The rates of hospital admission were significantly different among the mechanisms of injury studied, with falling off the trampoline having the highest rate. However, no particular mechanism of injury proved to be an independent risk factor for admission. Conversely, Lee et al. determined that falling was an independent risk factor for hospital admission among pediatric patients with trampoline-related injuries. Their study included all regions of the body that were injured. They noted that falls are especially injurious to the extremities, which are often the first point of contact with a trampoline structure or ground to break a fall and protect the head. Studying this subset of patients may have elucidated an independent risk factor in the population of South Koreans they studied.
Several positions on trampoline use and recommendations to prevent injuries have been posed over the years. As early as 1977, The American Academy of Pediatrics (AAP) recommended that trampolines be completely banned since trampoline-related injuries were the leading cause of spinal cord injuries with subsequent paralysis [
22]. However, years later, the AAP revised their position on trampoline use in their paper “Trampoline II.” The organization approved the use of trampolines under certain circumstances with multiple restrictions, such as the strict presence of a spotter whenever the trampoline is in use [
23]. The rate of trampoline injuries increased following this new position by the AAP. In 1999, the AAP further revised their position on trampoline use. In addition to the restrictions postulated in Trampoline II, the APP does not permit trampoline use as part of routine physical education classes in school [
24]. Not content with the APP latest position on trampolines, several authors support a complete ban on trampoline use among children. In contrast, other authors favor a more lenient stance on trampolines for the health benefits associated with trampoline use. The authors cite that physical inactivity is associated with many diseases and disorders, which represents a greater health hazard to children than the risk of injury [
5].
This study is not without limitations. We had no insight into the specifications of the trampoline at hand, such as its size and the presence of safety nets. Another limitation is that the NEISS records data on a single emergency department visit, not providing follow-up data that allows for longitudinal analysis. The NEISS also did not reliably provide insight into other details that complete context of the trampoline-related injury, such as the presence of parental supervision (for children) or a spotter (for adults), the number of people simultaneously jumping on the trampoline, and the person’s experience and skill level with the trampoline. Withstanding these limitations, our study uses the NEISS database which is nationally representative sample of hospitals throughout the US and is not confined to a certain region or state, enhancing the external validity and generalizability of our results.

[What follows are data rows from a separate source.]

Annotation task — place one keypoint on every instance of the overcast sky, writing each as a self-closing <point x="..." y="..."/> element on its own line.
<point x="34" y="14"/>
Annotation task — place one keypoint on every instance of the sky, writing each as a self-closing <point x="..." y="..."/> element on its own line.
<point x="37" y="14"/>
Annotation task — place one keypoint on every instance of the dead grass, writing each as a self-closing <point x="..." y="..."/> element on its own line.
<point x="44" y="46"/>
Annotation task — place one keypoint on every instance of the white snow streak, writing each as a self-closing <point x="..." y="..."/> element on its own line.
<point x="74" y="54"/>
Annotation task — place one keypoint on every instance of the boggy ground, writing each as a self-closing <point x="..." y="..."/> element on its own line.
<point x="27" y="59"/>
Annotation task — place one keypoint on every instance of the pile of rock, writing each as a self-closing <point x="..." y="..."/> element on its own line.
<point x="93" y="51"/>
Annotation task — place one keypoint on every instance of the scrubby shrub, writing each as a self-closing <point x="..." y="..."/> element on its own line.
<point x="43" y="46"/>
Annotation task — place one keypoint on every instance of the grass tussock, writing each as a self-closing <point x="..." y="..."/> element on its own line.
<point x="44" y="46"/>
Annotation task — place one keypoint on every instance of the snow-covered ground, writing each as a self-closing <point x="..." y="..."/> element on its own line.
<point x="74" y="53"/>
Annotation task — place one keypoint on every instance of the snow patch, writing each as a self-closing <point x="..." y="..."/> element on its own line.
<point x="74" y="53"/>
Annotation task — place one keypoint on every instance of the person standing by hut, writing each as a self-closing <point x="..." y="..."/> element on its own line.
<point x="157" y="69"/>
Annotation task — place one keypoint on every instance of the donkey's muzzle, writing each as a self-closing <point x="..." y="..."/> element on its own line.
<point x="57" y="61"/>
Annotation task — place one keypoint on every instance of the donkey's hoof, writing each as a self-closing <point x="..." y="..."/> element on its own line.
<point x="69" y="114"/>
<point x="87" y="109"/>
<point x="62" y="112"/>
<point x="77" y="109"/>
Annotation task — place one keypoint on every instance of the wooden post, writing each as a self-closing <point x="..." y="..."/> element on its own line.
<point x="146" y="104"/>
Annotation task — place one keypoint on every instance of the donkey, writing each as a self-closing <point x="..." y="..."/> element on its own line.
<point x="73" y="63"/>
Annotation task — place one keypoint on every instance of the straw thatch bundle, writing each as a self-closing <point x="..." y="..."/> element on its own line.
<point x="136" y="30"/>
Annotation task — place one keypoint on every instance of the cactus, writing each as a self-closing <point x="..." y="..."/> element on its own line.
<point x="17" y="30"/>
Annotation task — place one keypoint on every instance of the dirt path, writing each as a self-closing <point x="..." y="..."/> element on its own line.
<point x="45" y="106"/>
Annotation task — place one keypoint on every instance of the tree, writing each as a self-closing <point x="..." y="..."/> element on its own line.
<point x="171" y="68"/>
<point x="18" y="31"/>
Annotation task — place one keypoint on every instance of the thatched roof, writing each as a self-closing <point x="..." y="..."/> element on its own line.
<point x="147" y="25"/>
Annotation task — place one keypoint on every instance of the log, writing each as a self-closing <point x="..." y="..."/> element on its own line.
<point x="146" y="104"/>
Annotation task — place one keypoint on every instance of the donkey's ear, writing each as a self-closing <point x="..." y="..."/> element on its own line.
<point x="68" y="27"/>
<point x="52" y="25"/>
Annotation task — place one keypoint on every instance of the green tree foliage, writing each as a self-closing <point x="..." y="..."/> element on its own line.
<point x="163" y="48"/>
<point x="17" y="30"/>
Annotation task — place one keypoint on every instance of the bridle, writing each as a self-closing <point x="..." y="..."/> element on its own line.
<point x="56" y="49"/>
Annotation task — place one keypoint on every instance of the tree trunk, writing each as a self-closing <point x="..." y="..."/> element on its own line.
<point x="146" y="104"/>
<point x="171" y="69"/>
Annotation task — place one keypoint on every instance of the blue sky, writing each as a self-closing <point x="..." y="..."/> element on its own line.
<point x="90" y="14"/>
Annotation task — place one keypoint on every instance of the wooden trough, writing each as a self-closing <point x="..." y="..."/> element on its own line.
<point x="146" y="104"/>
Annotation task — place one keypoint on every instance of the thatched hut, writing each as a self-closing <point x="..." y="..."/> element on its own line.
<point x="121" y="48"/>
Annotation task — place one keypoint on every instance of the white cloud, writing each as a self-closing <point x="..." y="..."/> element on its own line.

In summary, injuries to the neck from trampoline jumping significantly increased the risk for admission. This result is consistent with the literature, which contains several reports that reflect the severity of neck injuries and their neurological sequelae from trampoline jumping. Additionally, male patients and patients who suffered fractures were each at independently increased risk for hospital admission. Given the increase in the prevalence of trampoline-related head and neck injuries over the past 2 decades, it is important for individuals to take the necessary precautions when jumping on a trampoline. This includes jumping within one’s own technical capacity, avoiding risky maneuvers, and (for pediatric patients) adequate supervision by parents and caregivers.